After Birkat Ha-mazon, we drink the third cup of wine and then pour the fourth cup, over which we recite Hallel and “the Great” Hallel (“Hallel Ha-gadol”).
Before Hallel we recite the paragraph “Shefokh Ḥamatkha” (“Pour Your wrath upon the nations that know You not…”). Some have the custom to open the door at this point, to demonstrate that, on this night, we are protected against destructive forces and not afraid of our enemies. By virtue of this faith, the Mashi’aḥ (Messiah) will come and pour out his wrath upon the wicked enemies of Israel (Rema 480:1). Some have a custom to stand while reciting Shefokh Ḥamatkha (AHS ad loc., and this was the practice of Rav Kook). After reciting Shefokh Ḥamatkha, we close the door.
We then continue with the second part of Hallel (see above, section 20). There is a mitzva to recite certain verses (Tehilim 118:1-4, 24-25) in reader and response format; the Seder leader recites the verse first, and the remaining participants respond. Le-khatḥila there is a mitzva to ensure that three adults are present in order to recite the verses in this manner (Rema 479:1). However, an individual fulfills the mitzva even by reciting Hallel alone. If only two people are present, they should recite the verses together (MB 479:10-11).
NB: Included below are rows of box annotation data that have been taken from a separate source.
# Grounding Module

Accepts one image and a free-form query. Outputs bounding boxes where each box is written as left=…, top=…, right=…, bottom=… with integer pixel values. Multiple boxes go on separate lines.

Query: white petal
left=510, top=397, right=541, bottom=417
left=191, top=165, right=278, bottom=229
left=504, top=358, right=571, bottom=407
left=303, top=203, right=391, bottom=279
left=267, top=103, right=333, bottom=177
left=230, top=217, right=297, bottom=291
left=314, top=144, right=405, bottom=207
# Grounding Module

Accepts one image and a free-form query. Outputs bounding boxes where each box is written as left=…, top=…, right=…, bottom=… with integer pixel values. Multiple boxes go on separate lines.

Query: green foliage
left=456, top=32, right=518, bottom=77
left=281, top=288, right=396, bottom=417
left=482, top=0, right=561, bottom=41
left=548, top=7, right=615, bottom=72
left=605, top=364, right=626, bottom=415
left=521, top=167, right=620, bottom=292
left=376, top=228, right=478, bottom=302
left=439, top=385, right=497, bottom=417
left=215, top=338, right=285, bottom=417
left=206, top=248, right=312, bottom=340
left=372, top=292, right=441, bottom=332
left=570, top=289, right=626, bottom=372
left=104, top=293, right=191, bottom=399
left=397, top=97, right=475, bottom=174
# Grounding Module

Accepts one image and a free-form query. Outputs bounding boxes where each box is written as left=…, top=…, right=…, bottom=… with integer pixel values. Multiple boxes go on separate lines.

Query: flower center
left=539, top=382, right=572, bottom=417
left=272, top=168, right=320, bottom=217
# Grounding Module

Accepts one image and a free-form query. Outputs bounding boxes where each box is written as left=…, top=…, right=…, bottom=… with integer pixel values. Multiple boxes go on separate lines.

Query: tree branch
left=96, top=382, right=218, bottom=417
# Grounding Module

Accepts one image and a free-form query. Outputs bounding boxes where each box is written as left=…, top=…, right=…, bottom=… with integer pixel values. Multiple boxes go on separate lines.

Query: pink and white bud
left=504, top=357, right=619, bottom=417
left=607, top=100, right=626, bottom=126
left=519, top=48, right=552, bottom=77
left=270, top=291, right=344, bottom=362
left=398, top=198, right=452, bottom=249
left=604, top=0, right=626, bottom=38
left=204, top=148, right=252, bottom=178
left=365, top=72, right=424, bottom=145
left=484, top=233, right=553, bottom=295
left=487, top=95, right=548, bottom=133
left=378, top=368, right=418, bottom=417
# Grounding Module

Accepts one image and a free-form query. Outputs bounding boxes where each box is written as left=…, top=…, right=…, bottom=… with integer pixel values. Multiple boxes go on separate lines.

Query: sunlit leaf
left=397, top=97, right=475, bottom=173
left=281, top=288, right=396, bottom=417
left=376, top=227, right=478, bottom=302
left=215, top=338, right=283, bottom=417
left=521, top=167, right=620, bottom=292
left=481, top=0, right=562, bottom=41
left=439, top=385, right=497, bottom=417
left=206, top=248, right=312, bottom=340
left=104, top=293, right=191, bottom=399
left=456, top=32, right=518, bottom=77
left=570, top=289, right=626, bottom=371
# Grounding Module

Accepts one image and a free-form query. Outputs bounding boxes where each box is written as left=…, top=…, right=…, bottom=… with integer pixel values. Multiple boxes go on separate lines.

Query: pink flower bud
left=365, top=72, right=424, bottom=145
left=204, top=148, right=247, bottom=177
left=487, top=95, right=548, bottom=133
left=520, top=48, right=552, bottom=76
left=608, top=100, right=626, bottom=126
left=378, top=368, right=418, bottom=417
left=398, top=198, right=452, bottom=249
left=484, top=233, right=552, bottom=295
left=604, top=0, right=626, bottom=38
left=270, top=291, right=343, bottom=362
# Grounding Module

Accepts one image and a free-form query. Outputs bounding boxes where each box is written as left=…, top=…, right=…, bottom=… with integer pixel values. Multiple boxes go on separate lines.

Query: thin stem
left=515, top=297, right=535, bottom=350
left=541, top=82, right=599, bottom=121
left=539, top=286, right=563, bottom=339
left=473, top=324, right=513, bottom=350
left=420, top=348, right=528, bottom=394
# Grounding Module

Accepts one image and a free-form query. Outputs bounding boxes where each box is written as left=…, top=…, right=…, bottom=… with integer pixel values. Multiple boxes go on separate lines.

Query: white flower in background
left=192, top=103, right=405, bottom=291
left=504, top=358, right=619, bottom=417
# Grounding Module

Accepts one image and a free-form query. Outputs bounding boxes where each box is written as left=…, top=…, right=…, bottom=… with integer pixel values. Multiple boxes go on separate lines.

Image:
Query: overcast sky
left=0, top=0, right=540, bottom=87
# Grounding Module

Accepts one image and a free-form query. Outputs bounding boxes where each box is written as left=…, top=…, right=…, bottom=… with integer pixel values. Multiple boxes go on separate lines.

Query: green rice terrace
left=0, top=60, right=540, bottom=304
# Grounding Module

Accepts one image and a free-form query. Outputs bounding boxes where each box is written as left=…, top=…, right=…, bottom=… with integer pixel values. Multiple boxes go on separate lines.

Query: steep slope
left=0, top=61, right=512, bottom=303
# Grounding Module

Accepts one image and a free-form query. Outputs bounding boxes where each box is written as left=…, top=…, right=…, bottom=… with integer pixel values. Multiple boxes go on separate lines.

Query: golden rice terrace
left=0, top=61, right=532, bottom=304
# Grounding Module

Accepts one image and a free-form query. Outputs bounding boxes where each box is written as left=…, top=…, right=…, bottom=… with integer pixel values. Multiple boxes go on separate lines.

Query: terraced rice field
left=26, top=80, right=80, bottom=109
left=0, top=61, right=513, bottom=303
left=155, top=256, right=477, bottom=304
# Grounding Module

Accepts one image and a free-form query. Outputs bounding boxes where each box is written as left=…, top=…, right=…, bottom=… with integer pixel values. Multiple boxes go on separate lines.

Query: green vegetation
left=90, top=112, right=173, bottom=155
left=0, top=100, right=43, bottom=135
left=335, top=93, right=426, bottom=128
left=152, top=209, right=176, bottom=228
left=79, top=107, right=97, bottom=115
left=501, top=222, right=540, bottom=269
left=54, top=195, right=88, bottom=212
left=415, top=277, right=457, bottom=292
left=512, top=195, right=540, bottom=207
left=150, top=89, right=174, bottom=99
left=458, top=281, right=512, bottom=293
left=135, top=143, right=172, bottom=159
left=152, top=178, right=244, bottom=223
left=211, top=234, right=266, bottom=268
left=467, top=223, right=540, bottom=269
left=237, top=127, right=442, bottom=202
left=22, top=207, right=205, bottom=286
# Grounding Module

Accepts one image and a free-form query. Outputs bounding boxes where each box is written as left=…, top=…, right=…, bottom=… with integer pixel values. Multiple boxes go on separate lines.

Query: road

After this, we recite the Great Hallel (chapter 136 of Tehilim) followed by Nishmat Kol Ḥai (“The Soul of All Life”) and the concluding berakha. There are different opinions regarding the formula of the concluding berakha: Sephardim close with the paragraph “Yehallelukha,” which concludes the normal recitation of Hallel. Ashkenazim close with “Yishtabaḥ,” which concludes the psalms of praise recited at Shaḥarit (see section 31 above, where we learned that it is better to complete this berakha by midnight). Following this, we sing various songs composed in the era of the Rishonim.
Simplicity dictates that the fourth cup should be drunk right after the concluding berakha of Hallel, which also concludes the Seder that was instituted by the Sages in the times of the Mishna, and that the songs and poems that follow are merely a custom. Nevertheless, some drink the fourth cup after singing a few of these additional songs, so that they too are sung over a cup of wine and are thus included in the Seder (see MB 480:6). Each family should continue its own tradition.
Sephardic custom is not to recite “ha-gefen” before the fourth cup, whereas Ashkenazic custom is to recite it (see section 21 above). After the fourth cup, the berakha aḥarona of “Al Ha-gefen” is recited.